Bacon, 26, was raised in Grand Rapids, Mich. He studied church music and organ performance at St. Olaf’s College in Minnesota and later worked for a year leading choirs at Christ Church Cathedral in New Zealand.
After a year as the organ scholar at Duke University Chapel, Bacon accepted a job as the organist and choir master at Ardmore United Methodist Church in 2017.
This summer, he is serving as a co-chair of the Sounds of the Summer 2019: Exploring the Tones and Colors of Organs in Winston-Salem. He will perform at the Aug. 4 concert at Ardmore United Methodist Church.
Q: How would you describe your art?
Answer: The organ is, at its core, a machine. It consists of many different mechanical parts to make a sound. A good organist can express themselves through the organ, letting their personalities shine through the instrument and thus making the “machine” sound personable and almost human. A good organist is also an excellent multi-tasker. Usually, the organist will need be using both of their hands and their feet to play a piece of music. On top of that, the organist will need to consider if there are any registration changes (or sound changes) that need to take place and how they might execute these changes. Some organs have combination action, which allows the organist to push a button, known as a piston, and a set of pre-programmed stops will come on or off. Other organs are built in an older style with no combination action. For these instruments, the organist must literally pull out the stops themselves or find a friend, known as a registrant, to help pull their stops. In addition to this, all organists need to remember to be musical, play the correct notes at the correct time, and listen to how the acoustics of the room affect the sound.

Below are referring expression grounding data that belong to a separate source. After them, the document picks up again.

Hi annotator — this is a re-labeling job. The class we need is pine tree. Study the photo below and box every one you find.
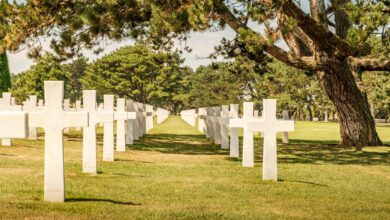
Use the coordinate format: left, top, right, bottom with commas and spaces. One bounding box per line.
0, 51, 11, 92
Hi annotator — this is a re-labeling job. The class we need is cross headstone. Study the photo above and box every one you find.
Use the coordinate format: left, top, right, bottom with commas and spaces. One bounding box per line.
247, 99, 294, 181
23, 95, 43, 140
29, 81, 88, 202
145, 104, 154, 132
133, 102, 141, 140
0, 112, 28, 139
219, 105, 230, 149
103, 95, 115, 161
181, 109, 196, 127
125, 100, 136, 145
82, 90, 113, 174
97, 103, 104, 126
197, 108, 207, 134
205, 107, 213, 139
75, 100, 82, 131
156, 108, 169, 124
137, 103, 147, 136
38, 99, 44, 107
229, 104, 239, 157
63, 99, 71, 133
0, 92, 23, 146
115, 98, 137, 151
230, 102, 255, 167
282, 110, 289, 144
211, 107, 221, 144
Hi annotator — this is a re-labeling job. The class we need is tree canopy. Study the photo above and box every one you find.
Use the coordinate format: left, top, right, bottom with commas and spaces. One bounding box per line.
81, 44, 191, 112
2, 0, 389, 147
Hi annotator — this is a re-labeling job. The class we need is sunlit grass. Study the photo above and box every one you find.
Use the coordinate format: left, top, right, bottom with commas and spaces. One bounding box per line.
0, 116, 389, 219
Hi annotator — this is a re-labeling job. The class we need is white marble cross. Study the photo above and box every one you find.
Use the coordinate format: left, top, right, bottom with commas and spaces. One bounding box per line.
145, 104, 154, 132
0, 112, 28, 139
181, 109, 196, 127
38, 99, 44, 107
23, 95, 43, 140
134, 102, 142, 140
197, 108, 207, 134
282, 110, 290, 144
137, 103, 146, 136
156, 108, 170, 124
205, 107, 213, 139
63, 99, 72, 133
75, 100, 82, 131
0, 92, 23, 146
115, 98, 137, 152
29, 81, 88, 202
97, 103, 104, 127
230, 102, 255, 167
125, 100, 136, 145
229, 104, 239, 157
103, 95, 115, 161
211, 107, 221, 144
218, 105, 230, 149
82, 90, 113, 174
247, 99, 295, 181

Q: How have you evolved as an artist?
Answer: Organists are sometimes stereotyped into being “territorial” or “not playing well with others.” Although there may be some organists who fit that stereotype, I try to be as collaborative as possible. Over the years, I have learned that the best organists can often collaborate well with almost anyone and can “roll with the punches.” In my short tenure as a church organist and director of music (at Ardmore United Methodist Church), I have learned to expect the unexpected when it comes to playing a service, and I’m starting to compile these “liturgical incidents” for my memoir.
Q: Who has influenced your art?
Answer: The organ is one of the oldest instruments and has a large source of repertoire written for it, from antiquity to today. I have an eclectic taste in organ music and I take inspiration from a diversity of composers and styles of instruments. At Ardmore United Methodist Church, I play on a beautiful North-German inspired Noack organ that plays Bach and baroque music beautifully. This instrument also has beautifully voiced stops that offer a wide range of tonal colors and character, which makes the instrument surprisingly versatile. This allows me to play and compose a wide variety of music from different periods and styles.
Q: What is your biggest challenge?
Answer: Many times the organist is not visible to the audience. The organ console may be hidden in a pit behind the altar or in the rear gallery. Either way, the organist must project themselves solely through the music and their interpretation of it. When we have the Neo-Baroque Organ Recital at Ardmore UMC (7 p.m. Aug. 4), we will roll out two large 65-inch TV screens that display the organist’s hands and feet in real time. I have received so much positive feedback from audience members who are impressed to see the organist’s feet “dancing on the pedal board” for the first time. These TVs do a great job of breaking down the barrier between the performer and audience.
Q: What does art do for you?
Answer: I like to joke that it does provide a paycheck, no matter how small it is, but art is so much more to me than that. It is an outlet for me to be creative and inclusive. Art allows me to connect with composers and musicians from all different time periods. I am also lucky that art allows me to create community. The Sounds of the Summer Organ Concert Series draws in a wide spectrum of people with a variety of beliefs and backgrounds. It is a joy that these organ concerts bring such diverse groups together and creates community.
Q: Any advice for other artists?
Answer: Work hard, surround yourself with brilliant artists, and don’t be afraid of failure.